Bioorg Med Chem. 2011 Apr 1;19(7):2378-91. doi: 10.1016/j.bmc.2011.02.012. Epub 2011 Feb 17.
- PubMed ID
- 21411327 [ View in PubMed]
- Abstract
We report a series of beta-branched acyclic tritylated deoxyuridine analogues as inhibitors of Plasmodium falciparum deoxyuridine-5'-triphosphate nucleotidohydrolase (PfdUTPase), an enzyme involved in nucleotide metabolism that acts as first line of defence against uracil incorporation into DNA. Compounds were assayed against both PfdUTPase and intact parasites showing a correlation between enzyme inhibition and cellular assays. beta-Branched acyclic uridine analogues described here showed equal or slightly better potency and selectivity compared with previously reported analogues.
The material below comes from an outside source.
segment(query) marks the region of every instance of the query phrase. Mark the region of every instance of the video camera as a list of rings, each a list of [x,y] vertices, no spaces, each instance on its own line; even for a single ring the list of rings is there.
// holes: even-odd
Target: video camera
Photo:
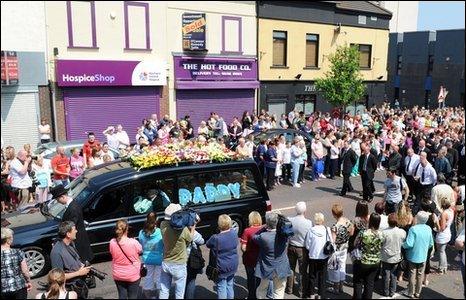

The best inhibitor gave a K(i) of 0.5 muM against PfdUTPase with selectivity greater than 200-fold compared to the corresponding human enzyme and sub-micromolar growth inhibition of P. falciparum (EC(50) 0.6 muM). A crystal structure of the complex of PfdUTPase with one of the inhibitors shows that this acyclic derivative binds to the active site in a similar manner to that previously reported for a tritylated cyclic deoxyuridine derivative.